Friedel Dzubas German/American, 1915-1994

Friedel Dzubas, originally from Germany, pursued art education in his homeland before fleeing Nazi Germany in 1939 and relocating to New York City. In the early 1950s, while in Manhattan, he shared a studio with abstract painter Helen Frankenthaler. It was during this period that he commenced displaying his Abstract Expressionist artworks.

 

His pieces were featured in the Ninth Street Show in New York City in 1951, as well as in group exhibitions at renowned galleries such as the Leo Castelli Gallery, the Stable Gallery, and the Tibor de Nagy Gallery, among others. Following the Ninth Street Show, annual invitational exhibitions took place at the Stable Gallery throughout the 1950s.
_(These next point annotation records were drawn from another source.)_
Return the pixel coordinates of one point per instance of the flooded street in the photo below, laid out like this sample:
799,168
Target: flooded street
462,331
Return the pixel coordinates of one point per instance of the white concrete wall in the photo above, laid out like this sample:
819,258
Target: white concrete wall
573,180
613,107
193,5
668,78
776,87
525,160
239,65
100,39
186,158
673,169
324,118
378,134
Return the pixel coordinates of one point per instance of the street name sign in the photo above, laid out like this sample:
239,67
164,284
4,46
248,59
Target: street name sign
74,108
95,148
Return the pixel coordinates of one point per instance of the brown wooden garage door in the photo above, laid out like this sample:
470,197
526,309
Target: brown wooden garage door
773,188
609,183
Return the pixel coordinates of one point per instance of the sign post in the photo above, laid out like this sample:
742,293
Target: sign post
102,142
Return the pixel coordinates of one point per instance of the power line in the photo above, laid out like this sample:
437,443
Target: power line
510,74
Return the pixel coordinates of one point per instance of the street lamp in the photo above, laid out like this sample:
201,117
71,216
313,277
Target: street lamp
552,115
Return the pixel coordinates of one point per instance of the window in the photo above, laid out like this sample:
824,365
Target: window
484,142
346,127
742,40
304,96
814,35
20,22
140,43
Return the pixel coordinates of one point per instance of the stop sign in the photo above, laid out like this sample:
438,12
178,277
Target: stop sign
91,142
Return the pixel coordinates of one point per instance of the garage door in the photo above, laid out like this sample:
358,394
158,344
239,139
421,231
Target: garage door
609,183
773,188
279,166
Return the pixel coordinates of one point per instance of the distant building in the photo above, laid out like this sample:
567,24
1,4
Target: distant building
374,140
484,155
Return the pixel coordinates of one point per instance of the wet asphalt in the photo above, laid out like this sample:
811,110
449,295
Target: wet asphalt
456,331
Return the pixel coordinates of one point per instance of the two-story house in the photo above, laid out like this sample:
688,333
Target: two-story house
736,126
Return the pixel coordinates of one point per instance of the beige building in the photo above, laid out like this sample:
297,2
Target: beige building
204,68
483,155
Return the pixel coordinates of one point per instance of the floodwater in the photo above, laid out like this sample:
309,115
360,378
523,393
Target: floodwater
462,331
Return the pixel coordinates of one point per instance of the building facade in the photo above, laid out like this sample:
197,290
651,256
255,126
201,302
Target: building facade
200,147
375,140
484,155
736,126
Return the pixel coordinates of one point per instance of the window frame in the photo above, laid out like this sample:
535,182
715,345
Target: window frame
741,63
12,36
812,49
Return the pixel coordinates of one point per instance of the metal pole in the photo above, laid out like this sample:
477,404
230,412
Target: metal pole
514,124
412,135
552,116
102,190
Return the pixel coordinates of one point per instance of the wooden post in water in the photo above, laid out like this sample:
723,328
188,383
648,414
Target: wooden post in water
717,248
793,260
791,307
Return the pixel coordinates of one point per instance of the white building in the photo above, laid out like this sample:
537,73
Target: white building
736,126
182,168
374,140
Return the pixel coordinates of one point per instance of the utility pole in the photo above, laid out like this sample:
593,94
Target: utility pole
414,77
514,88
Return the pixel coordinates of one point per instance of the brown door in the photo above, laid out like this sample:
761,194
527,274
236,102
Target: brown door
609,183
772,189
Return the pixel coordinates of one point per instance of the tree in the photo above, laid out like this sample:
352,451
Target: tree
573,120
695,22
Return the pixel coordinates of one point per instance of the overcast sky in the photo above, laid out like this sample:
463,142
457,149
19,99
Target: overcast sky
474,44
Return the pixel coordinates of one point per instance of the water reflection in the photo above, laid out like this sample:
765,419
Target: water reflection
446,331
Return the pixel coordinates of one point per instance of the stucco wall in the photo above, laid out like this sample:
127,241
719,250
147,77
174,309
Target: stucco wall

The poster for the second New York Painting and Sculpture Annual at The Stable Gallery in 1953 included an introduction by Clement Greenberg.

 

In the 1960s, Dzubas became affiliated with Color Field painting and Lyrical Abstraction. His participation in the 1964 exhibition "Post-painterly Abstraction," curated by Clement Greenberg, solidified this association. Dzubas maintained a friendship with Clement Greenberg, who introduced him to Jackson Pollock and other artists.

 

As his career progressed, his expansive works, some reaching up to 24 feet wide, adopted a more fluid quality. Over the last three decades of his career, Dzubas held over sixty solo exhibitions worldwide. He was represented by the André Emmerich Gallery and Knoedler Contemporary Arts in New York for more than thirty years. His artworks were showcased in various galleries, including the Anita Shapolsky Gallery and the Jacobson Howard Gallery in New York City. In 1976, he settled in Massachusetts but continued to paint and maintain ties with New York City, where his paintings received regular exhibition exposure.

 

Dzubas' works are included in the collections of prestigious institutions such as The Museum of Modern Art (MoMA), The Solomon R. Guggenheim Museum, The Metropolitan Museum of Art, Hirshhorn Museum and Sculpture Garden, Art Institute of Chicago, San Francisco Museum of Modern Art (SFMOMA), National Gallery of Art, and the Whitney Museum of American Art.